AYM Başkanı Zühtü Arslan: “11 yılda 555 bin başvurudan 425 bini karara bağlandı”

Bireysel başvurunun 11’inci yılı münasebetiyle Anayasa Mahkemesi’nde konferans düzenlendi. Konferansta konuşan Anayasa Mahkemesi Başkanı Zühtü Arslan, Anayasa’nın kâğıt üzerinde kalan bir metin olmadığını, yaşayan, hukuk sistemini yönlendiren, her türlü kamusal tasarrufta gözetilmesi gereken hukuki bir belge olduğunu kaydetti. Arslan, anayasaların tüm ihtimalleri ve gelişmeleri tüketici şekilde düzenleyen metinler olmadığını belirterek, “Anayasanın metni statik, yorumu ise dinamiktir. Bu nedenle mahkemeler de doğal olarak anayasal hükümleri farklı şekillerde yorumlayabilmektedir. Bu bağlamda bireysel başvurunun uygulanması sürecinde Anayasa Mahkemesinin görevlerinden biri de anayasal hükümlerin yorumunda yeknesaklığın sağlanması suretiyle hukuk güvenliğinin temin edilmesi olarak ortaya çıkmıştır. Kuşkusuz diğer anayasal organlar gibi mahkemeler de önlerindeki uyuşmazlıkları karara bağlarken anayasal kuralları yorumlama yetkisine sahiptir.
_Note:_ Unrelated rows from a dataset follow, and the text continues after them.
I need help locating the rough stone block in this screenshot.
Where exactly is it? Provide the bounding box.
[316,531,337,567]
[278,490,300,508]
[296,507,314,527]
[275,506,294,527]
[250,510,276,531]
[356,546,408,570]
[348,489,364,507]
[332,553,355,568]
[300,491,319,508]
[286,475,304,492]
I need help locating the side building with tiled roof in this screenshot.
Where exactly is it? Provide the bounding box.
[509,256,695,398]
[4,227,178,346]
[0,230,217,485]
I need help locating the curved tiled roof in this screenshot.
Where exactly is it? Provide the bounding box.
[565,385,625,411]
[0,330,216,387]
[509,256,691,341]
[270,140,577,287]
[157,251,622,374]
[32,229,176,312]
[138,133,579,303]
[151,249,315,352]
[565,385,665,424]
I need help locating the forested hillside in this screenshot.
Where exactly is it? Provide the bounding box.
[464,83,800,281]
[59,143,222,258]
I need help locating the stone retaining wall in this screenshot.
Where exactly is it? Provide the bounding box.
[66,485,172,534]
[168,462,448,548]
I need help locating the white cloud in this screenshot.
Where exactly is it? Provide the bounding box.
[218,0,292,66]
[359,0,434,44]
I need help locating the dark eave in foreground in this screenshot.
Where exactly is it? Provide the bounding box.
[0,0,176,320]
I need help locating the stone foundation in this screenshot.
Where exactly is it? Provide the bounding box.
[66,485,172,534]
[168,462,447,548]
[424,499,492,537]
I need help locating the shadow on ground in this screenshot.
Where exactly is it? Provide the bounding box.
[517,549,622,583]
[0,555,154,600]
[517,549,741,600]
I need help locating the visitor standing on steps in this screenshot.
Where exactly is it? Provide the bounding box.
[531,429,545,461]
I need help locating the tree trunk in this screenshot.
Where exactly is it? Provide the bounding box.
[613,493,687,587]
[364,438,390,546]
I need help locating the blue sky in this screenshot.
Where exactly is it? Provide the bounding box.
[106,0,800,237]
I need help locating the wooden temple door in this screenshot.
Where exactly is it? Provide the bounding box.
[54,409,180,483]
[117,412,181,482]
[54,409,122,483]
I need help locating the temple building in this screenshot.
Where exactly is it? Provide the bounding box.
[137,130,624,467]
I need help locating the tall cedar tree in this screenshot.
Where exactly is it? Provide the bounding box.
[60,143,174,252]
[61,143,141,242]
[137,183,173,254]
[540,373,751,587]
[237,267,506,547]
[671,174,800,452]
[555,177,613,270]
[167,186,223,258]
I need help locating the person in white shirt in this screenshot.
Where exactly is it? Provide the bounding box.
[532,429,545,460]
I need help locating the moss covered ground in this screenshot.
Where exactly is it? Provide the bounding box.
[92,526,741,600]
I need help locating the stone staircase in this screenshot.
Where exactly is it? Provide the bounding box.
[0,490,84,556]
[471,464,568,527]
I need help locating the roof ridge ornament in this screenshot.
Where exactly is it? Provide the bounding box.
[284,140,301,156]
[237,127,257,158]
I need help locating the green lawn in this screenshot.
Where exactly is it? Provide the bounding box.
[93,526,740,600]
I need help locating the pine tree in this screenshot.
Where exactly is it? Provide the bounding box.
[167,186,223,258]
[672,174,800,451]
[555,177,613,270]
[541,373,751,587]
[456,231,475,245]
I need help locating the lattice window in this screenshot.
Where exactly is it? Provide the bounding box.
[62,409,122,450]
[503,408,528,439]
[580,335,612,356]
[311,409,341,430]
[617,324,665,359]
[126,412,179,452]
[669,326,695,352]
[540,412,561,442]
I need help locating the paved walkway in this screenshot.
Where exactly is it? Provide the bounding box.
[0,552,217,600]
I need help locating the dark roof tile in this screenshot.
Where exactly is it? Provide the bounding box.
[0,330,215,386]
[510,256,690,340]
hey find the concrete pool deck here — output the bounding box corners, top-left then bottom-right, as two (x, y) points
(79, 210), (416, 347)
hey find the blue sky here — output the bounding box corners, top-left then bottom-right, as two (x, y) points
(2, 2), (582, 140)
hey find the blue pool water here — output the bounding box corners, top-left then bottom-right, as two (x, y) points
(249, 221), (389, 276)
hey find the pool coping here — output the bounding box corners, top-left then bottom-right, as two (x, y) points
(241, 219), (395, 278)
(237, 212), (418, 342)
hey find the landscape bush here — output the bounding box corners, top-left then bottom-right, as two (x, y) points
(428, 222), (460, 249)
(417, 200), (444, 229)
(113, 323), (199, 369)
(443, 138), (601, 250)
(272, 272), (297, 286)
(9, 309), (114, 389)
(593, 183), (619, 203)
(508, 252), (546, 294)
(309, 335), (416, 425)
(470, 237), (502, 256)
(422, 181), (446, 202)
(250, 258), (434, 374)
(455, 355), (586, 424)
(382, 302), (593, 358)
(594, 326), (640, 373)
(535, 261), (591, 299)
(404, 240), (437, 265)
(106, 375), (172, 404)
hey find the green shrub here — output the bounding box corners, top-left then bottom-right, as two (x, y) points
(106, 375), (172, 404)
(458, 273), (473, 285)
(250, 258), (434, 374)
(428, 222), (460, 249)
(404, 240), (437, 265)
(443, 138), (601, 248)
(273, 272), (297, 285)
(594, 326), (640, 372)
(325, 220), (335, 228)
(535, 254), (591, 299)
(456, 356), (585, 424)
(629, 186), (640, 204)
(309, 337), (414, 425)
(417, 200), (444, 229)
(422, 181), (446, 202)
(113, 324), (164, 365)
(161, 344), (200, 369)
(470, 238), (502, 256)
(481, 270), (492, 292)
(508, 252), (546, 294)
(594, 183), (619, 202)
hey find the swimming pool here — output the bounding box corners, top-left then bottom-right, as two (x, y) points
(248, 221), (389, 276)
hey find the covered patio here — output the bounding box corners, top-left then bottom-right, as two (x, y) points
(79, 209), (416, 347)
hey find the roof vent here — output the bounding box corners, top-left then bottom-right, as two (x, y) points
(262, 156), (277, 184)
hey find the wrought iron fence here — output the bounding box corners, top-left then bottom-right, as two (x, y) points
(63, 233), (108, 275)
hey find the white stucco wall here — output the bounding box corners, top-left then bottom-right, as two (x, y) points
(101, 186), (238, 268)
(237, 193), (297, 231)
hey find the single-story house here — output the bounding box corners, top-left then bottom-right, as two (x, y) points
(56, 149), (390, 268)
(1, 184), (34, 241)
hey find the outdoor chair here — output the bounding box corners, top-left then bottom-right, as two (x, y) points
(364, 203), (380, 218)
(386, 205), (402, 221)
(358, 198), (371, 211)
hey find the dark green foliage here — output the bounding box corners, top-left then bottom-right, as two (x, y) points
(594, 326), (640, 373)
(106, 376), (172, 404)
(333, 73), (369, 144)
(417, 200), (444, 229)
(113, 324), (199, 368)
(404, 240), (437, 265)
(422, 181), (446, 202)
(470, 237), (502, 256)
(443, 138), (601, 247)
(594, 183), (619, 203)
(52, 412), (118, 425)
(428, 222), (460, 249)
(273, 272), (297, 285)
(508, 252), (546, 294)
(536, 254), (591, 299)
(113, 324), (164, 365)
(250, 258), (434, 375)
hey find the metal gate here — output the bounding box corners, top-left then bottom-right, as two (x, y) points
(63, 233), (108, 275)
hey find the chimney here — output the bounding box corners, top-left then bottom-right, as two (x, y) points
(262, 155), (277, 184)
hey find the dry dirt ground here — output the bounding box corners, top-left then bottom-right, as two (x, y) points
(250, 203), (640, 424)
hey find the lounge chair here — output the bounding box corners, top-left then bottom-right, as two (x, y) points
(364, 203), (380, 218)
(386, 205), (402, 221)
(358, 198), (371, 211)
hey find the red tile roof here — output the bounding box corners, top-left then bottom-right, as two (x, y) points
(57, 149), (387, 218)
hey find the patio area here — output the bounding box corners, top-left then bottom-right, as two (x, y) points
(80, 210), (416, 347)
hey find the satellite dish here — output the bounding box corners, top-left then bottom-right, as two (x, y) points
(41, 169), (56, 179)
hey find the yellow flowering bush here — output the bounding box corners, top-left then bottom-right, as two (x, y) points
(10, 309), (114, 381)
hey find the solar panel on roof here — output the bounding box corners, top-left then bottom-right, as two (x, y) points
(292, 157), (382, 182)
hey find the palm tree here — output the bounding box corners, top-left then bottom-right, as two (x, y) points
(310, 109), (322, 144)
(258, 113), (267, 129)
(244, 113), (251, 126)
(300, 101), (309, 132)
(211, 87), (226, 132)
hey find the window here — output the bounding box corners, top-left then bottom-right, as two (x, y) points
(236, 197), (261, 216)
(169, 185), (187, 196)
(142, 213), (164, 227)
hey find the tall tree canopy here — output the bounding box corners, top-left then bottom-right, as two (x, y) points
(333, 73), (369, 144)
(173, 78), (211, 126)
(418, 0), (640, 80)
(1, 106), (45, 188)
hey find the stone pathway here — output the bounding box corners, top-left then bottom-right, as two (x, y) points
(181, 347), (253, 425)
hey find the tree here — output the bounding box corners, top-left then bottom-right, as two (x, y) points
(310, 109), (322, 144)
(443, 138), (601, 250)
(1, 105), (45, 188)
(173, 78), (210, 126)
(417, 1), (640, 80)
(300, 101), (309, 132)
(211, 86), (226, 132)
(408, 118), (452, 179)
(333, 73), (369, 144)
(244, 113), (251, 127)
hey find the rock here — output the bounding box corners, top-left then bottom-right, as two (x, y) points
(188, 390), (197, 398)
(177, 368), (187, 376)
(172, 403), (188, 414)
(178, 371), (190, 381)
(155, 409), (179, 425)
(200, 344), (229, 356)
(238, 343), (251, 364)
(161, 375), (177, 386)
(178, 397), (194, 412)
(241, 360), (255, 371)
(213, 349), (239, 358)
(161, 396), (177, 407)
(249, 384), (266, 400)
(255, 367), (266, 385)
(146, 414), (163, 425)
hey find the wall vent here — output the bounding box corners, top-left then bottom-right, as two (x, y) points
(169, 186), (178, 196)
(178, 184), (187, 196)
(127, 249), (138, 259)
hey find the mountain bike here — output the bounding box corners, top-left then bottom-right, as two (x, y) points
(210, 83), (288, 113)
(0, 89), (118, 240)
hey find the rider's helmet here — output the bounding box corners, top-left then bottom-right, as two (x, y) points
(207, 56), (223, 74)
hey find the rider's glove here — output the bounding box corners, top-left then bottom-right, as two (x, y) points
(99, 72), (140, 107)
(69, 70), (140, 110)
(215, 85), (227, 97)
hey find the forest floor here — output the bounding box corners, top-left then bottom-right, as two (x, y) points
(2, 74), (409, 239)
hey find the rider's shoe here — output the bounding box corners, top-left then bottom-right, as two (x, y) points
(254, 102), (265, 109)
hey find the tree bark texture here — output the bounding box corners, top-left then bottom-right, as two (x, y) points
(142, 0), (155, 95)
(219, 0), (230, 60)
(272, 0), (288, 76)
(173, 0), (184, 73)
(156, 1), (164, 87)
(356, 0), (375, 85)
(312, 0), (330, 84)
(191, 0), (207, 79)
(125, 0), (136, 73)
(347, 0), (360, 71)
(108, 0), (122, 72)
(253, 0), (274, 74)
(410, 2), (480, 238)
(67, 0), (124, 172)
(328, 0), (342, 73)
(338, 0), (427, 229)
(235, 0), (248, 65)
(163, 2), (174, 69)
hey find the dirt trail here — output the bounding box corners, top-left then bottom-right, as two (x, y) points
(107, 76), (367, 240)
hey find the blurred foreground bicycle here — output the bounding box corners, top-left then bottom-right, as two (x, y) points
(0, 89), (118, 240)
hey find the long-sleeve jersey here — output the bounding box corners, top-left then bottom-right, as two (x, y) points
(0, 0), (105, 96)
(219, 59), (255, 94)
Bununla birlikte, yorum konusunda görüş ayrılıkları ortaya çıktığında bunları giderme ve Anayasa hükümlerini nihai ve bağlayıcı olarak yorumlama yetkisi Anayasa Mahkemesine aittir. Esasen ancak bu şekilde Anayasa’nın farklı yorum ve uygulamalarının yeknesak hâle getirilmesi mümkün olabilir” dedi.

“2023’DE 52 BİN BAŞVURU KARARA BAĞLANDI”

Bireysel başvurudaki 11 yıllık tecrübenin bir başarı hikâyesi olduğunu vurgulayan Arslan, “Yaşanılan tüm zorlukları, demokratik hukuk devletine kasteden darbe girişimini, ardından ilan edilen olağanüstü hâli, salgın hastalıklar ve depremlerin ortaya çıkardığı olağan dışı durumları ve bunların da etkisiyle her geçen gün ağırlaşan iş yükünü düşündüğümüzde bu başarının daha da anlamlı olduğu anlaşılacaktır. Bu zorluklar arasında iş yüküne özellikle değinmek gerekiyor. Geride bıraktığımız 11 yıl içinde Mahkeme’ye 555 binden fazla başvuru yapılmış, bunun 425 bin kadarı, yani yaklaşık yüzde 77’si karara bağlanmıştır. Anayasa Mahkemesinin önünde hâlen 130 bin civarında derdest başvuru bulunmaktadır. Mahkememiz geçen yıl yaklaşık 74 bin, bu yıl da şu ana kadar yaklaşık 52 bin başvuruyu karara bağlamıştır” ifadelerine yer verdi.

“ANAYASA MAHKEMESİ BİREYSEL BAŞVURUDA TEMYİZ MERCİİ DEĞİLDİR”

Bireysel başvurunun etkili bir şekilde yoluna devam etmesi onun olağan bir kanun yolu olmadığının, tersine ikincil nitelikte bir hak arama yolu olduğunun kabul edilmesine bağlı olduğunu belirten Arslan, konuşmasını şöyle sürdürdü: “Gerçekten de bireysel başvuruda Anayasa Mahkemesi ne hak ihlali iddialarını doğrudan ve ilk elden inceleyen bir mahkeme, ne de bir temyiz merciidir. İş yükünün azaltılması ihlal kararlarının gereğinin yerine getirilmesine bağlıdır. Bu anlamda Anayasa Mahkemesinin verdiği bir ihlal kararından sonra, ihlalin kaynağına göre yasama, idare veya mahkemelerin bir yandan somut ihlali ortadan kaldırmaya diğer yandan da benzeri yeni ihlallerin engellenmesine yönelik tedbirler alması hayati derecede önemlidir. Bu yapılmadığında, çözüme bağlanmış aynı anayasal meseleye ilişkin tüm uyuşmazlıkların tekrar tekrar Anayasa Mahkemesinin önüne taşınması söz konusu olmaktadır. Bu durumun bireysel başvuru yolunun etkili bir şekilde sürdürülmesini zorlaştıracağı ise izahtan varestedir.Tam da bu nedenle bireysel başvurunun sağladığı kazanımların gelecek nesillere aktarılması sadece Anayasa Mahkemesinin değil, yasama organı ve mahkemeler başta olmak üzere tüm kurum ve kuruluşlarımızın ortak görevi ve sorumluluğudur.”